Do people who lean toward a party have similar attitudes as partisans of that party?

The next question to evaluate is whether leaners and partisans of the same political party hold similar attitudes, including in their views of political parties, democracy, the state of their nation’s economy and more.

In the U.S., independents who lean toward a party generally have similar views as those who directly affiliate with the same party, though leaners are less emphatic in their support for that party. For example, 54% of Democratic leaners have a favorable view of the Democratic Party, compared with 84% of those who identify as Democrats. Similarly, 59% of Republican leaners have a favorable view of the Republican Party, compared with 87% of those who identify as Republican.

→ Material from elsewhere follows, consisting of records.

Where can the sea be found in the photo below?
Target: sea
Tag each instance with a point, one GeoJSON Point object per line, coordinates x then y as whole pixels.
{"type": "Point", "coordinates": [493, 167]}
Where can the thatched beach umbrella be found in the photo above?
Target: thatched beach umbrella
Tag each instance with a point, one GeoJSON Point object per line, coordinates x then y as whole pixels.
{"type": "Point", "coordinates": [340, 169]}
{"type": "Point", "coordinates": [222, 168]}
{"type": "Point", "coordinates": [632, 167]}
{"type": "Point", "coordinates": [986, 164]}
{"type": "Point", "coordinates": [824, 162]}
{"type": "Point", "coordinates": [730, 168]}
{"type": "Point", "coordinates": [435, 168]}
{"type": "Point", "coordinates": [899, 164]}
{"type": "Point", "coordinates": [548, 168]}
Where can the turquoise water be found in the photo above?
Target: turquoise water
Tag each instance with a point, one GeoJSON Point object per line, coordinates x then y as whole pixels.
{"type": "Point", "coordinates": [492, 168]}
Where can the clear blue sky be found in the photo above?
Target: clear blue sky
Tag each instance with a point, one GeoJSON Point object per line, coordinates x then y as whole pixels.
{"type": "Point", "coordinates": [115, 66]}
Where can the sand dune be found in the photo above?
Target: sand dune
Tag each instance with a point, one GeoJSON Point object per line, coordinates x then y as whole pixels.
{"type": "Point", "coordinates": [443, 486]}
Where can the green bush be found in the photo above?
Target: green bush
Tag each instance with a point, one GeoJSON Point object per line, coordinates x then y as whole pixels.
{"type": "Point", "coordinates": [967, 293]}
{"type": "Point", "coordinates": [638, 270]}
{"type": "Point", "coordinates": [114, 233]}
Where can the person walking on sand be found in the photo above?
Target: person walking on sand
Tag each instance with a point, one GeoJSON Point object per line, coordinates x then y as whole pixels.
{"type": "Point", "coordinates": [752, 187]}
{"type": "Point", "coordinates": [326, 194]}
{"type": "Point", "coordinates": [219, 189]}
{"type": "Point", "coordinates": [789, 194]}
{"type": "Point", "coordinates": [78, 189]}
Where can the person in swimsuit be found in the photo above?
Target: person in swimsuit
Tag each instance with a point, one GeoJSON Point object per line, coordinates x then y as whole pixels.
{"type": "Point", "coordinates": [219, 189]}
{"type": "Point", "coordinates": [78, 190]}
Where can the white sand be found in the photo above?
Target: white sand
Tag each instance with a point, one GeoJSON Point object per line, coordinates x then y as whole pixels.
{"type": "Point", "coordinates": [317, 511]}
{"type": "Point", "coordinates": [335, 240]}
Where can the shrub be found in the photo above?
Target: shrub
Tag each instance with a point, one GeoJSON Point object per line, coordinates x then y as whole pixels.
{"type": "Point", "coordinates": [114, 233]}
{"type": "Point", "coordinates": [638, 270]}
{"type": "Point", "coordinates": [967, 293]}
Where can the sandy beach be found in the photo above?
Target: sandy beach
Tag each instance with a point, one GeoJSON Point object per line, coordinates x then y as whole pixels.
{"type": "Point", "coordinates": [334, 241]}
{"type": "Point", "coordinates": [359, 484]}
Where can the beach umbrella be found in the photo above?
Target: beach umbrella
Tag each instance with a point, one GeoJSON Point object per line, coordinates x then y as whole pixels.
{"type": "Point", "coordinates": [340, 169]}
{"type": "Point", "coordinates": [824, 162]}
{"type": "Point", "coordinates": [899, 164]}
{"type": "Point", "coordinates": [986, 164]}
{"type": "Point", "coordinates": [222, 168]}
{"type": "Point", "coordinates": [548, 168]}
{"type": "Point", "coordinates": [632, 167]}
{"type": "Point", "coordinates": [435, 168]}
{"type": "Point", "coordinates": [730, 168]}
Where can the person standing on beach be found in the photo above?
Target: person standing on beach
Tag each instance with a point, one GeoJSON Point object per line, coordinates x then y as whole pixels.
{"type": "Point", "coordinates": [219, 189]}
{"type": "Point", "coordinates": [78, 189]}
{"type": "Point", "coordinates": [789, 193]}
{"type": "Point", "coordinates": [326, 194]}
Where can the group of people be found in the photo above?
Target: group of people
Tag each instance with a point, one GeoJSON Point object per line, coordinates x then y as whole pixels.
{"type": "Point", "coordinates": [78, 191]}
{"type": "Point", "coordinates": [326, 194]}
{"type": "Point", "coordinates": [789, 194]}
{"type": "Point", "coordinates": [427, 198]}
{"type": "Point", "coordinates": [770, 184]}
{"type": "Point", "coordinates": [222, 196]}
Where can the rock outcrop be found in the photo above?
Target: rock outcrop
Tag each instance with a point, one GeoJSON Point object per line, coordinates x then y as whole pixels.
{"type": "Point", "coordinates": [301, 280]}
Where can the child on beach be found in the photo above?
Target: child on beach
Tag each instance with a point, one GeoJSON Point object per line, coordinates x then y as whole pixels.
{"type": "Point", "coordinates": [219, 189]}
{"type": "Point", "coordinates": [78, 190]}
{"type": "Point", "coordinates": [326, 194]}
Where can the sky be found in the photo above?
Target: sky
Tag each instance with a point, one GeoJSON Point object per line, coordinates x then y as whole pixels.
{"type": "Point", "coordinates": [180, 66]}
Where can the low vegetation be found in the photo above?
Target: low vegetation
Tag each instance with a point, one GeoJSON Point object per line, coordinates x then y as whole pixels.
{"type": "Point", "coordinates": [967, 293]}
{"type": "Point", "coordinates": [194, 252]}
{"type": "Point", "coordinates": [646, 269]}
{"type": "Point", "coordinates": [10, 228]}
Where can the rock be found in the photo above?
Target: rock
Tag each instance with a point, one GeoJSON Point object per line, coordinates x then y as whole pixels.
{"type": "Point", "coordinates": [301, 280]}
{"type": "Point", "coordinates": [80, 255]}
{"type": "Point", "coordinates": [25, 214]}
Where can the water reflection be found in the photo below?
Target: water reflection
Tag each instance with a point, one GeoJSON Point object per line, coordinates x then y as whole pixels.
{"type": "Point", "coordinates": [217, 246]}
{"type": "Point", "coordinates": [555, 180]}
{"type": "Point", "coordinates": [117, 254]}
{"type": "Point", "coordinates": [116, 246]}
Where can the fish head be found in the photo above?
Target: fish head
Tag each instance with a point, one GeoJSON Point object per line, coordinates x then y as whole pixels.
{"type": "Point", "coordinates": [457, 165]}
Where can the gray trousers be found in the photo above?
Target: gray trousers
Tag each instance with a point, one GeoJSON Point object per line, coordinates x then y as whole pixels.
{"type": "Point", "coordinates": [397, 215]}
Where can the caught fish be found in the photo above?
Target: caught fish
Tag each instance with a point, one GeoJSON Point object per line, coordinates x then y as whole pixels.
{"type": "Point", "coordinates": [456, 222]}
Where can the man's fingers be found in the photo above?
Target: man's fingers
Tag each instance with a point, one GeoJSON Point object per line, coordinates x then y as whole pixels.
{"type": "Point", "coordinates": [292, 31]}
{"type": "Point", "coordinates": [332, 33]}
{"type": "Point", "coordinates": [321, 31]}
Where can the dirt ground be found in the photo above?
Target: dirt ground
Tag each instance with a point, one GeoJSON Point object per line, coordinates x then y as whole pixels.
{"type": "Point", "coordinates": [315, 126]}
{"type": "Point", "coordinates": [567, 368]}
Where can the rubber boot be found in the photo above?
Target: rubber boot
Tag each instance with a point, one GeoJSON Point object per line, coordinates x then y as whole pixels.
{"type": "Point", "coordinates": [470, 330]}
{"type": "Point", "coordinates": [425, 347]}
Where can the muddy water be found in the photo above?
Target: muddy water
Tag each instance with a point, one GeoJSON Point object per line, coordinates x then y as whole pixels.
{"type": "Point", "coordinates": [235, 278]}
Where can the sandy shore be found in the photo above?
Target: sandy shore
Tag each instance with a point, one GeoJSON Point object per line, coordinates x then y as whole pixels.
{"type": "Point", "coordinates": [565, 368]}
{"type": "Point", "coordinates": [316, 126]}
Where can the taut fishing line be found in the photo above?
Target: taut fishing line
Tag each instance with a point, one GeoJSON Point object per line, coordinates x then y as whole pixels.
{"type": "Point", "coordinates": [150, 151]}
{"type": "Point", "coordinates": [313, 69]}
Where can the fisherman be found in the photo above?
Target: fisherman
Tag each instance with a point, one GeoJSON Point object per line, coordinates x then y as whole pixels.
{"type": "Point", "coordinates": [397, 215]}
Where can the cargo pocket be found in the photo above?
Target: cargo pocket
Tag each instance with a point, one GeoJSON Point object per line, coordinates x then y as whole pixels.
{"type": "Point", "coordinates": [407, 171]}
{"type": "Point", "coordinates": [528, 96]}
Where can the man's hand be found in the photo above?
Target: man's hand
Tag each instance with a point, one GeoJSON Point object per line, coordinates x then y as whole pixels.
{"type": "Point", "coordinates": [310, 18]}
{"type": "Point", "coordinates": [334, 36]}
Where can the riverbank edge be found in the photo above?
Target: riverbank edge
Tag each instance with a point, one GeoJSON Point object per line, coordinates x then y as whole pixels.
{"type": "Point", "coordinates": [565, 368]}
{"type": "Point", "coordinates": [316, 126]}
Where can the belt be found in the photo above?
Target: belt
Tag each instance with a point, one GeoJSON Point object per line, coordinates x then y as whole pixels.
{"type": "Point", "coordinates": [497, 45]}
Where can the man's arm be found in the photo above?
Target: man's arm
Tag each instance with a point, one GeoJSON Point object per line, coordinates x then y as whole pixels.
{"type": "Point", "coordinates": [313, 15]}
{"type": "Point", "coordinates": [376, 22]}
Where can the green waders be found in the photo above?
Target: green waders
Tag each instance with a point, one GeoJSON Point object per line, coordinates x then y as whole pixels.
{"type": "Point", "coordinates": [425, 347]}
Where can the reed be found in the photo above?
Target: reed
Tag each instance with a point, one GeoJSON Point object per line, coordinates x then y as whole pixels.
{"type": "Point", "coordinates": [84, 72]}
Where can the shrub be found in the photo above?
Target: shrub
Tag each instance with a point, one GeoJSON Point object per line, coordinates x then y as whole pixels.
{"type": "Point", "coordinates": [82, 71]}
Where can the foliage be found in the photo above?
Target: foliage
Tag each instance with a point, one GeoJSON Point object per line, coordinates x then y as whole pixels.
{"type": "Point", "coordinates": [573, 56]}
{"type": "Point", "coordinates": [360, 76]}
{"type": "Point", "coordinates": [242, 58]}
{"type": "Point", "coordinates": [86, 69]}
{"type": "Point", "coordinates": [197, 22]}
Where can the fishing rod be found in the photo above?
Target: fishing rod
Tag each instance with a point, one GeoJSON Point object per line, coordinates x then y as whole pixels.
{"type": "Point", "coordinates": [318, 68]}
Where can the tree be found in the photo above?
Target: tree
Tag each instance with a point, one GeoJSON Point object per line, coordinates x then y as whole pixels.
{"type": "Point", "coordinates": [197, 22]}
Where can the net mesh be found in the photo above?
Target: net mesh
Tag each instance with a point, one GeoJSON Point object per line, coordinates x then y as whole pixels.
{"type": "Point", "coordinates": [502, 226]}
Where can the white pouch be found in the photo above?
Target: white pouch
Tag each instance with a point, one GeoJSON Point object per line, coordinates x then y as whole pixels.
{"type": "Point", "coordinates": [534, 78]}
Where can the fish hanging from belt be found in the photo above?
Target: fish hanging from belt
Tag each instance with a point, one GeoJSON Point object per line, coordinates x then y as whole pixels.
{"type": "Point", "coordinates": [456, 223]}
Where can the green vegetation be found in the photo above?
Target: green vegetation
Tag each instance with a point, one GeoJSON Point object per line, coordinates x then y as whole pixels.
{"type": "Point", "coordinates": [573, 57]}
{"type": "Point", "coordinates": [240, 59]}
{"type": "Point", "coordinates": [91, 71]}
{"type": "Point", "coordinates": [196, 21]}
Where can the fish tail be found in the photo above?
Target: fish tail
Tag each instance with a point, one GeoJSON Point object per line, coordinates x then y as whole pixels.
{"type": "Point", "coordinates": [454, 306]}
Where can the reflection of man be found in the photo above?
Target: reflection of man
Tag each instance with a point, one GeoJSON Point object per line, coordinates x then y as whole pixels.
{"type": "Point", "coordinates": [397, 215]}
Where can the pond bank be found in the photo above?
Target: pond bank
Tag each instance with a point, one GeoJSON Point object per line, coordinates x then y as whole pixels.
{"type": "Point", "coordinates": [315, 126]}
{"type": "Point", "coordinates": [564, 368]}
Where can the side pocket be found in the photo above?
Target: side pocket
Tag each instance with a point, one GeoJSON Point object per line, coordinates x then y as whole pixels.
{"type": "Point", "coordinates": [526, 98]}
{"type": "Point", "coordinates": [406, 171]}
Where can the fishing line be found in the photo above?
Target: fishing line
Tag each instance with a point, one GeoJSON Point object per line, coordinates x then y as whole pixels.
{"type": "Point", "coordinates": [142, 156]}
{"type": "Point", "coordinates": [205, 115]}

Some of these patterns are evident among leaners and partisans in the other countries surveyed. In most places, leaners tend to have less positive views of the party they back than partisans do. In Canada, 45% of Liberal Party leaners have a positive view of the Liberal Party, compared with 82% of Liberal partisans. The same is true when it comes to views of Canada’s New Democratic Party (NDP) among both NDP leaners (76% favorable) and NDP partisans (92%), as well as views of the Conservative Party among Conservative leaners (68% favorable) and Conservative partisans (83%).

As in the U.S., leaners internationally often have less negative views of other parties than partisans do. Most often, this is the case when it comes to evaluations of the party in power. For example, in Canada, Conservative leaners are about twice as likely as Conservative partisans (31% vs. 16%) to have a favorable view of the ruling Liberal Party.

Leaners and partisans also differ in their satisfaction with democracy and their views of whether their nation’s economy is in good shape. In the UK, Conservative Party leaners are less likely than Conservative partisans to say they are satisfied with democracy in their country (50% vs. 74%) and that the British economy is in good shape (26% vs. 45%). This is particularly the case when it comes to leaners and partisans who favor the governing party. In a few countries, given the political nature of opinions about the state of democracy and the economy, opposition party leaners can be more positive about things than their partisan counterparts are. Take the example of the UK again: 41% of Labour Party leaners say the economy is in good shape while only 25% of Labour partisans say the same.

How would including leaners in our analyses change our findings?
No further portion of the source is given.